In 63 B.C. the Roman armies invaded the land of Israel and made it part of the Roman Empire. Then Jesus came, and in response to the Jews' rejection of him as their Messiah, he predicted that the Jewish temple would be completely destroyed (Luke 21:6), a prediction fulfilled in A.D. 70. After a second revolt in A.D. 135, no Jews lived in Jerusalem, and they became scattered through the world.
Then in the late 1800s, in response to anti-Semitism, particularly in eastern Europe, a Jewish movement called Zionism arose. In 1917 in an attempt to win Jewish support for World War I, England issued the Balfour Declaration, supporting the creation "in Palestine of a national home for the Jewish people."

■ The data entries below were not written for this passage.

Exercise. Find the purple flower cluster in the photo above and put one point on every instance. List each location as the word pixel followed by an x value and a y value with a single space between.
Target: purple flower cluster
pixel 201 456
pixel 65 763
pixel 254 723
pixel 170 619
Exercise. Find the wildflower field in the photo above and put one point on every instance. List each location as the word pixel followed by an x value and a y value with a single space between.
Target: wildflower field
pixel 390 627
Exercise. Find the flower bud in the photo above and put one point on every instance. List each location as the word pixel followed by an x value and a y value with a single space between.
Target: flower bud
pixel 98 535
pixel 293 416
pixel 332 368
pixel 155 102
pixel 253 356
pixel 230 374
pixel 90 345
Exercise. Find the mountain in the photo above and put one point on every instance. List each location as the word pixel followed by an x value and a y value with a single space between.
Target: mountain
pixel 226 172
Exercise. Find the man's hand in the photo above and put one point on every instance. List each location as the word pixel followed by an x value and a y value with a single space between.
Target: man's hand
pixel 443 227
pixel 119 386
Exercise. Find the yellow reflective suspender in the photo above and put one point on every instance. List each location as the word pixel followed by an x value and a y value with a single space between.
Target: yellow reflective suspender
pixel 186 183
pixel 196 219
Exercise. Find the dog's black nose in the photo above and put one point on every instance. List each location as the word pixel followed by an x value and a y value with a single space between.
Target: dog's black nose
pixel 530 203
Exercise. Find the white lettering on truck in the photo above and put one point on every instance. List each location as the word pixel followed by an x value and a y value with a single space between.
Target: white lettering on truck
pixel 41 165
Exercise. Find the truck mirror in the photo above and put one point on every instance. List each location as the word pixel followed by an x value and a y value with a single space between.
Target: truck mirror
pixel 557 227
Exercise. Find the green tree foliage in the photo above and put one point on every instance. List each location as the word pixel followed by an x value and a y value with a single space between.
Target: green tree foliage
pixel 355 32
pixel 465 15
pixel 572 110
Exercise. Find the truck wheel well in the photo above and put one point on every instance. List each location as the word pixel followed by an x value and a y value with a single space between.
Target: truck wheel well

Following War World II, Britain turned the matter of a Jewish state to the newly created U.N., which voted on November 29, 1947 to endorse a plan to create separate Jewish and Arab states, with Jerusalem as an international zone.
The British Mandate was scheduled to end on May 15, 1948 , at which time their troops would begin leaving. The day before, a historic meeting was held in Tel Aviv. At exactly 4:00 p.m. the meeting was called to order by David Ben-Gurion. The audience rose and sang "Hatikvah," the Jewish national anthem. Then Ben-Gurion read in Hebrew Israel's Declaration of Independence. Everyone in the audience stood to their feet and applauded, many with tears streaming down their faces. For the first time in two thousand years there was an independent Jewish state of Israel.
The very existence of present-day Israel is a reminder to us of God's faithfulness in keeping his promises.